I had to qualify with a 12 ga, 97 Win with brass shells. 9 pellets in a 00 buck load. At 100 yards where was almost always at least one pellet in a man sized target, often 2 or 3 and they would have hurt. Home defense, 12 ga, trap load for the first shot then a #2 3 in mag and then #4 buck 3 in mag. Ever hear a pump shotgun go into battery in a dark, quite house? Makes your bowels loose!
 
Reloading the high brass can deal you some misery. Depending on the loader, it may not size the brass enough to give smooth operation in an auto or pump. You correct that with a MEC collet sizer and size the high brass stuff separately.
MEC Size Master is coming soon. Thanks did my homework.
 
There is a company in the Florida panhandle that makes long range shotgun ammo. One of the California guys posted about them some time back and I looked them up. They make some different long range loads. One I liked was 3 pieces of shot that sounded like they were 12 gage diameter. I wish I could remember the name of the place. Maybe some good ideas about different loads. It was the ELR dude I think. You could always use the leader wire method of long range buckshot?
I live in the Panhandle. I will have a look around. Thanks
 
#4 is better for in home self defense……
You might want to try that # 4 on some Sheetrock.
Room to room could be two 1/2” or two 3/4”.
Penetration is surprising.

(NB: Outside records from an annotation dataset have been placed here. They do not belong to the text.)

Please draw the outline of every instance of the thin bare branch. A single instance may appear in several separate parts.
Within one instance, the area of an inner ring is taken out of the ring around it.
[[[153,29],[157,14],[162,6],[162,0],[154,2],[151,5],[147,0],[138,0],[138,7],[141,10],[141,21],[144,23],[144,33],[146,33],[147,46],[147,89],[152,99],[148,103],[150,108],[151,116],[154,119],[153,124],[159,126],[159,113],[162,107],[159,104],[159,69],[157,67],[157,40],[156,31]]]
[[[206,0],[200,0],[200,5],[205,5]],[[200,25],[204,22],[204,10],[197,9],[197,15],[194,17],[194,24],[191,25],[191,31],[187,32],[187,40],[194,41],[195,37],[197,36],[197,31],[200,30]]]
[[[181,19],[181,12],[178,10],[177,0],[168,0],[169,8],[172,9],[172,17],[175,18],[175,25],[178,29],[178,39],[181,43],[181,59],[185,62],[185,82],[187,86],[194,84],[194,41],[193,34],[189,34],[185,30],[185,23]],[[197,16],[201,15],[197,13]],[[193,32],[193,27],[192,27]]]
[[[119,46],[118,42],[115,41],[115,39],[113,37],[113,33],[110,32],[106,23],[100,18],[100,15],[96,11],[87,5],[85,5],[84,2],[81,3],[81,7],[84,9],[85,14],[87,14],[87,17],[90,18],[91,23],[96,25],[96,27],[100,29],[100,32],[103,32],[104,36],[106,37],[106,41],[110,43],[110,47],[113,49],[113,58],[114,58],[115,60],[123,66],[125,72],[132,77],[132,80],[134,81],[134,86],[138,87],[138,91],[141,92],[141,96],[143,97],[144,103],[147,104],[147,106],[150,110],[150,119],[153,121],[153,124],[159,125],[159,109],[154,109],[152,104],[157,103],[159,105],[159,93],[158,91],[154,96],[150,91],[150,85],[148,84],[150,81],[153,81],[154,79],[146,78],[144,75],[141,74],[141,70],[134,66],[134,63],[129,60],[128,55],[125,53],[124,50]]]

Then you want to figure in the distance of the room. A decent size bedroom with 71/2 shot results in a nice group that I’ll say is devastating to the person who chose to enter uninvited. Then again the sound of a pump being cycled I think may be recognized by nearly anyone.
Remember also the ‘flash’ of the firing will severely limit a second shot by you.
Hopefully not even the first is needed however in this day and age you never know.
Good to have access to a back hoe.
 
You might want to try that # 4 on some Sheetrock.
Room to room could be two 1/2” or two 3/4”.
Penetration is surprising. Then you want to figure in the distance of the room. A decent size bedroom with 71/2 shot results in a nice group that I’ll say is devastating to the person who chose to enter uninvited. Then again the sound of a pump being cycled I think may be recognized by nearly anyone.
Remember also the ‘flash’ of the firing will severely limit a second shot by you.
Hopefully not even the first is needed however in this day and age you never know.
Good to have access to a back hoe.
Thank you M-61, agreed "this day and age" this drives my research. Dang it......now I need a Backhoe........LOL
 
You might want to try that # 4 on some Sheetrock.
Room to room could be two 1/2” or two 3/4”.
Penetration is surprising. Then you want to figure in the distance of the room. A decent size bedroom with 71/2 shot results in a nice group that I’ll say is devastating to the person who chose to enter uninvited. Then again the sound of a pump being cycled I think may be recognized by nearly anyone.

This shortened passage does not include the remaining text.